Abdullah spent ten years in Moscow fighting on all battlefronts and, with his few Yemeni comrades, laying the foundations of their impossible dream which they felt drew ever closer. They created a picture of their happy Yemen where children wore resplendent clothes and cheered the non-existent ‘proletarian class’. His nights of sleeplessness were over when he came off the steamer i
n Yemen with his comrades. He examined the faces of the people who were welcoming them but couldn’t find his father or any of his brothers or sisters. He returned to the tribal grounds to search for them, and found his father stretched out in a mud room surrounded by Abdullah’s seven siblings who had grown up and become shepherds and warriors cheering for the glory of the clan. He felt remorseful whenever his father looked at him. The clan told him about the days his father spent in the Imam’s prison because of him, Abdullah, after news of his preparations to oppose the Imam and end his rule had reached Yemen. ‘One of the cruellest things he bore, other than you, was the torture of being related to you.’ Time passed heavily between father and son. Abdullah tried to share breakfast with him, and reassure him that he would be compensated for all his frustrations and the dreams that had turned into a mirage.

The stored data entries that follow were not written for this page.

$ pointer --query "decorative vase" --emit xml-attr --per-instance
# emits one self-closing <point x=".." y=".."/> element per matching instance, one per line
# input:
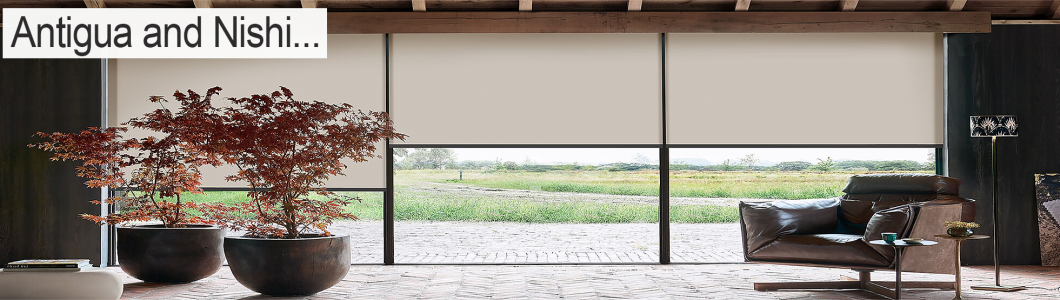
<point x="288" y="267"/>
<point x="156" y="253"/>
<point x="959" y="232"/>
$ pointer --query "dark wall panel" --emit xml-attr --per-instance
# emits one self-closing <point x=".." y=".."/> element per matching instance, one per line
<point x="40" y="200"/>
<point x="1013" y="70"/>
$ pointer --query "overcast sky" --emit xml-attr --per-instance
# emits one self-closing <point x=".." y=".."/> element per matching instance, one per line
<point x="597" y="156"/>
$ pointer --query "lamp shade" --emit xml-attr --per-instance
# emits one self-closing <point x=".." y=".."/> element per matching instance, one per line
<point x="1002" y="125"/>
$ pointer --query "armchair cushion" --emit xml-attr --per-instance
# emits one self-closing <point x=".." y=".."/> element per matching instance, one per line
<point x="833" y="248"/>
<point x="902" y="183"/>
<point x="764" y="222"/>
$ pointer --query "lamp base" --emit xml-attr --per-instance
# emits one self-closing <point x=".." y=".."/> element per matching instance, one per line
<point x="1000" y="287"/>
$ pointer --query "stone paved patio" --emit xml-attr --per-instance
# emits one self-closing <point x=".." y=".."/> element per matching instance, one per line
<point x="713" y="281"/>
<point x="514" y="243"/>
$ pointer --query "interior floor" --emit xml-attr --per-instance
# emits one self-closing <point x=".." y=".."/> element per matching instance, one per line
<point x="705" y="281"/>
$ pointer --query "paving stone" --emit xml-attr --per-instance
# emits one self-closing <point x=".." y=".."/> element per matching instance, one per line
<point x="709" y="281"/>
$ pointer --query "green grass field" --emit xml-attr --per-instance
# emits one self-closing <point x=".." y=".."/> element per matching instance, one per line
<point x="426" y="207"/>
<point x="413" y="203"/>
<point x="683" y="183"/>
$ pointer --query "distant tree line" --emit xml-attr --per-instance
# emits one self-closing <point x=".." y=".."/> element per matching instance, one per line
<point x="446" y="159"/>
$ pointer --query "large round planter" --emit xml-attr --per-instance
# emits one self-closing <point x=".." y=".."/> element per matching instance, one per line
<point x="288" y="267"/>
<point x="156" y="253"/>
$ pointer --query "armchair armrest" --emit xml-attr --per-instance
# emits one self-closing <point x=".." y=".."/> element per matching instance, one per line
<point x="763" y="222"/>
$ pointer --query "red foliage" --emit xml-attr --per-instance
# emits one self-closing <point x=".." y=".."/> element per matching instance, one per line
<point x="161" y="173"/>
<point x="285" y="150"/>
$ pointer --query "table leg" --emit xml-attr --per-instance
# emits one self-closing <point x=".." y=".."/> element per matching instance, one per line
<point x="956" y="284"/>
<point x="898" y="274"/>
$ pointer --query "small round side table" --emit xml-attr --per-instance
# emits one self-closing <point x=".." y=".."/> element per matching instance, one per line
<point x="959" y="242"/>
<point x="899" y="247"/>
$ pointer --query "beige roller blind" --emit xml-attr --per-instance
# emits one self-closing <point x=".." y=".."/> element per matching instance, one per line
<point x="527" y="88"/>
<point x="352" y="73"/>
<point x="878" y="88"/>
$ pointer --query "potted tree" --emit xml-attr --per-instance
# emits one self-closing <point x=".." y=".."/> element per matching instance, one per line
<point x="285" y="150"/>
<point x="151" y="175"/>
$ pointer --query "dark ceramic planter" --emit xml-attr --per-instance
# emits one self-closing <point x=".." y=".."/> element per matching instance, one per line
<point x="288" y="267"/>
<point x="156" y="253"/>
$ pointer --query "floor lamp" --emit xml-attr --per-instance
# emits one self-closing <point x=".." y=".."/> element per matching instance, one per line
<point x="993" y="127"/>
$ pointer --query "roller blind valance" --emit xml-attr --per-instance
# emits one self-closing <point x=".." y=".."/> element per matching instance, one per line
<point x="878" y="88"/>
<point x="527" y="88"/>
<point x="353" y="72"/>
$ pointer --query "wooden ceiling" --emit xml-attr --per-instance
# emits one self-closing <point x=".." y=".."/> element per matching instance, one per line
<point x="1000" y="10"/>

The politician soon became absorbed in his own dreams, dealing with delegates from Damascus, Cairo and Moscow who brought alliances which didn’t last long. Dividing the country became the only solution to stop the massacres and preserve the dreams of two sides that never met: the pan-Arabists and the Communists couldn’t even sit together on one rug to sip green tea, chew gat and take a nap in the afternoon.
Maryam’s face changed colour when she heard Abdullah’s admission that he had been an infidel who didn’t believe in God. Despite his power as a storyteller, he narrated a strange tale we couldn’t possibly believe: his suffering, his pain, his dreams, his discoveries which opened unnamed doors. He leapt in without hesitation, always risking sudden death. Death was so close to him, he could feel it seeping from his skin.

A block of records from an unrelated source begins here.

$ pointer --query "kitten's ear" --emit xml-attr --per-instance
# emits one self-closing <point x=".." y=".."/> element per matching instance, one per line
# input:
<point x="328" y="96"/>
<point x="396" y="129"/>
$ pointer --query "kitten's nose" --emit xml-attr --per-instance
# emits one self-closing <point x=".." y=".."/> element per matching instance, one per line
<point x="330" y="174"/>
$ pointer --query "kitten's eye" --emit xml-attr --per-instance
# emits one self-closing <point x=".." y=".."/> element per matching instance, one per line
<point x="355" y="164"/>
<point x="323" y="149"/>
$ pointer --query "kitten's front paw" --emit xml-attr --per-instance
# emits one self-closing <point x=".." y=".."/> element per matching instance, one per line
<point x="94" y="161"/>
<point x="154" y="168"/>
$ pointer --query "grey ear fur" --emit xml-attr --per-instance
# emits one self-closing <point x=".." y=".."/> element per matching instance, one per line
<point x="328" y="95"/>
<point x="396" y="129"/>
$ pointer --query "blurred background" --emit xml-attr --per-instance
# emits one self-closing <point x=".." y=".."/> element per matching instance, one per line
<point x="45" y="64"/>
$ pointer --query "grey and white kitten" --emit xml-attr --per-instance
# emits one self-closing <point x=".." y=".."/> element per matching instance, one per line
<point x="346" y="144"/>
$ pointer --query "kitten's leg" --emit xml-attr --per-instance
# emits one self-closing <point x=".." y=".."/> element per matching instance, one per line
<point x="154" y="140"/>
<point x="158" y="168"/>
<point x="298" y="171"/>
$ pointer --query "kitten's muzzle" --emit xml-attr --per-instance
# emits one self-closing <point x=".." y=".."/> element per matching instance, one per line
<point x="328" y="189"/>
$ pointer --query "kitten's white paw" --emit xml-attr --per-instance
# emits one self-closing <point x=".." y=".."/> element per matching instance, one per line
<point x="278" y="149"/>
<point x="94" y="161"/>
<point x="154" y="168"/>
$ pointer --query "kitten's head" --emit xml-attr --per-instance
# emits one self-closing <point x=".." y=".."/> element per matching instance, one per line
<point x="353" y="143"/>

This path of torment and doubt brought Abdullah to a state of absolute certainty a few years before he reached forty. He entered his fortieth year cleansed of agonizing questions, never to return to insomnia or addiction to the Russian vodka brought in special boxes from Moscow which bore the signatures of senior Communist Party members. They described him as a brother in arms when he decided, along with his comrades, to divide up Yemen and ‘sit on the throne’ of Aden. His comrades’ dreams of revolution, justice and progress didn’t prevent them from strolling along Aden’s beaches like devoted citizens, accompanied by their wives and girlfriends who had removed their tribal markings, which they considered folklore from a bygone era. They dreamed of the flurry of Moscow snow, where they could wallow without fear of their cousins’ pistols.